Lesson 635 of 2116
Reranker Evals: The Second Look at Evidence
A reranker can improve local RAG by reordering candidate chunks, but it adds latency and needs measurement.
Lesson map
What this lesson covers
Learning path
The main moves in order
- 1The operational idea: reranker evaluation
- 2reranker
- 3cross-encoder
- 4top-k
Concept cluster
Terms to connect while reading
Section 1
The operational idea: reranker evaluation
A reranker can improve local RAG by reordering candidate chunks, but it adds latency and needs measurement. In local AI, the model family is only one part of the system.
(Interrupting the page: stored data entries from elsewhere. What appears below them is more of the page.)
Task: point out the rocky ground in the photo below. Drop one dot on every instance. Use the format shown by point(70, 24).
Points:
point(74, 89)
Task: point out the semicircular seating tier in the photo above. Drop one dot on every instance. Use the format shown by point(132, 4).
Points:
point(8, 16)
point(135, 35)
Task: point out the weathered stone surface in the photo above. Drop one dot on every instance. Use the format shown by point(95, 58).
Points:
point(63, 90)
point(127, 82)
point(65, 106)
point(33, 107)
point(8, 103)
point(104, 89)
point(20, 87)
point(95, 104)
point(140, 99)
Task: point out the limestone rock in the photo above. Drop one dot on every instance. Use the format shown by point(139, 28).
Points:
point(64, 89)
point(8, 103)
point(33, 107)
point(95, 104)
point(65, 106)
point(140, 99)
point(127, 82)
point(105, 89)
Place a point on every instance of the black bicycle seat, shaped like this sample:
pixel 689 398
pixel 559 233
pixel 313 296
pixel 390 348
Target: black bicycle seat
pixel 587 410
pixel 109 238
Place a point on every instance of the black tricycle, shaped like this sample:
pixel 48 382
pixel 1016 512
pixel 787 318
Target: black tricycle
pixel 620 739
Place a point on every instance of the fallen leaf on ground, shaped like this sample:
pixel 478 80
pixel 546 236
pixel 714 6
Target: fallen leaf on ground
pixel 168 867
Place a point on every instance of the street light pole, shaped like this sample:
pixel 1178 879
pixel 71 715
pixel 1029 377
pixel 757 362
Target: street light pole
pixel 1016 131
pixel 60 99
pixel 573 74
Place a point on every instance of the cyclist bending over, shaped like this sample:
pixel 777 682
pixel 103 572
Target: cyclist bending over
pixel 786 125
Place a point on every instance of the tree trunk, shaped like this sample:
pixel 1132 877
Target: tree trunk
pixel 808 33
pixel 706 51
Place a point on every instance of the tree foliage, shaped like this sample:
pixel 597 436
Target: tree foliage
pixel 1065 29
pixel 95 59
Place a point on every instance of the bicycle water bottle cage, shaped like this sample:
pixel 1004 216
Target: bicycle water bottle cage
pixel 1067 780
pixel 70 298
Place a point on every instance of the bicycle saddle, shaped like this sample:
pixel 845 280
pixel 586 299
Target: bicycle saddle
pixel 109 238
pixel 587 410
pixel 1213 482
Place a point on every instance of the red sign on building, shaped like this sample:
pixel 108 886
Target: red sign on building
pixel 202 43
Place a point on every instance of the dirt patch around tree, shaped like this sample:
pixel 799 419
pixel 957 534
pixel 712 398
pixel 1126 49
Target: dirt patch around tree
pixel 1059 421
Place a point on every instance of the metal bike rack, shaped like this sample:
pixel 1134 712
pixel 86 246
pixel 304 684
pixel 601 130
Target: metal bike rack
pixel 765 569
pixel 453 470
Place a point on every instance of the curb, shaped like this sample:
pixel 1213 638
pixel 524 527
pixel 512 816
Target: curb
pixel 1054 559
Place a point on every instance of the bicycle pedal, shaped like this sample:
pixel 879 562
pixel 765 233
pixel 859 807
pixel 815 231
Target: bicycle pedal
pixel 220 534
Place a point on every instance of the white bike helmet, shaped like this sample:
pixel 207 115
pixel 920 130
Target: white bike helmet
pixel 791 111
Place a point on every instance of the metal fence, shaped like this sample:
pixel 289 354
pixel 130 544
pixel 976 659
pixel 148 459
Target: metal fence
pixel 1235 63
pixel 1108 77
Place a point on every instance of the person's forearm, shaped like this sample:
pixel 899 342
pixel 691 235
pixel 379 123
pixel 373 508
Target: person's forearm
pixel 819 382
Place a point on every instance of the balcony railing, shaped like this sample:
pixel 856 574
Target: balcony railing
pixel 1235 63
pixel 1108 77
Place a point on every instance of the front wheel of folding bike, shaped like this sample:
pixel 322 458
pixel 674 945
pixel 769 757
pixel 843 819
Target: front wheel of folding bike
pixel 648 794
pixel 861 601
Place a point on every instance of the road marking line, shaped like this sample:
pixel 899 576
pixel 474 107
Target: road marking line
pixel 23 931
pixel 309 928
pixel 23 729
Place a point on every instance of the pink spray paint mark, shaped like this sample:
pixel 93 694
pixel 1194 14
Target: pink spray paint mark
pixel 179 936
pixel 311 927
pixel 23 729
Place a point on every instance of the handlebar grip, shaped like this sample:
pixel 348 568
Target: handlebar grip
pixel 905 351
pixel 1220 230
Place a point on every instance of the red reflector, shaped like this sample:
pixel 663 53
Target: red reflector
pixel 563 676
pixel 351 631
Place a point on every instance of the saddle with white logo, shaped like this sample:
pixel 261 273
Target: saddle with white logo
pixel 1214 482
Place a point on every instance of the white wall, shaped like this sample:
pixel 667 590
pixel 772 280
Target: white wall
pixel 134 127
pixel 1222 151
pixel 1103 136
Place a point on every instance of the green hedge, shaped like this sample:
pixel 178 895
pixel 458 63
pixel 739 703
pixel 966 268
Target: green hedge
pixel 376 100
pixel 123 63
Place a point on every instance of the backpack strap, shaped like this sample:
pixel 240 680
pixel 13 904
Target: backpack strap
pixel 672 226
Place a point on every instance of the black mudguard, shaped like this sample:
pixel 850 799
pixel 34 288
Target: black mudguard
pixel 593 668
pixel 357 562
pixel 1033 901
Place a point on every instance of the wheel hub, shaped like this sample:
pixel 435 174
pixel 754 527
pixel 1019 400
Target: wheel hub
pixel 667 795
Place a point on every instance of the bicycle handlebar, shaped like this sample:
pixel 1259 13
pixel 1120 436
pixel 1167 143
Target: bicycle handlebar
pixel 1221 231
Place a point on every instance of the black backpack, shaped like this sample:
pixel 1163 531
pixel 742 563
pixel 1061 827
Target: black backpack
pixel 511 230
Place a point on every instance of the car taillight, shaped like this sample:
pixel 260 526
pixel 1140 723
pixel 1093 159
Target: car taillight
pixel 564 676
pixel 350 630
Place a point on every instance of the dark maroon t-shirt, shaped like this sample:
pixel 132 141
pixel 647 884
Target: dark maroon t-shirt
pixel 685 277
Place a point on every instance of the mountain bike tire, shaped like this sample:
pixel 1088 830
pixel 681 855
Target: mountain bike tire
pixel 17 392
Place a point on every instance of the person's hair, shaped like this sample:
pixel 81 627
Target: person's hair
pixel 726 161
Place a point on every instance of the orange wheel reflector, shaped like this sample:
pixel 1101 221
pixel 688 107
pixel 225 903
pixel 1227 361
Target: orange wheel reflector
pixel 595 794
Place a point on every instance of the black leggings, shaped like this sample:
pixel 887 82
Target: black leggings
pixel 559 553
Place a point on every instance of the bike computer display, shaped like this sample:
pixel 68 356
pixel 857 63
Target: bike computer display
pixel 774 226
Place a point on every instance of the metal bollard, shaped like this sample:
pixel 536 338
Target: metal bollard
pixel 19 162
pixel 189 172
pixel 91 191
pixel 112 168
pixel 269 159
The runtime, file format, serving path, hardware budget, evaluation set, and safety policy decide whether the model becomes useful.
Compare the options
| Layer | What to decide | What can go wrong |
|---|---|---|
| Runtime | reranker evaluation | The model runs, but the workflow is slow or brittle |
| Evaluation | A small task-specific test set | A flashy demo hides routine failures |
| Safety and ops | Permissions, provenance, logging, and rollback | Adding a reranker because it sounds advanced while making the app slower without improving answers. |
Current source signal
Build the small version
Compare answers with no reranker, a small reranker, and a stronger reranker on the same question set.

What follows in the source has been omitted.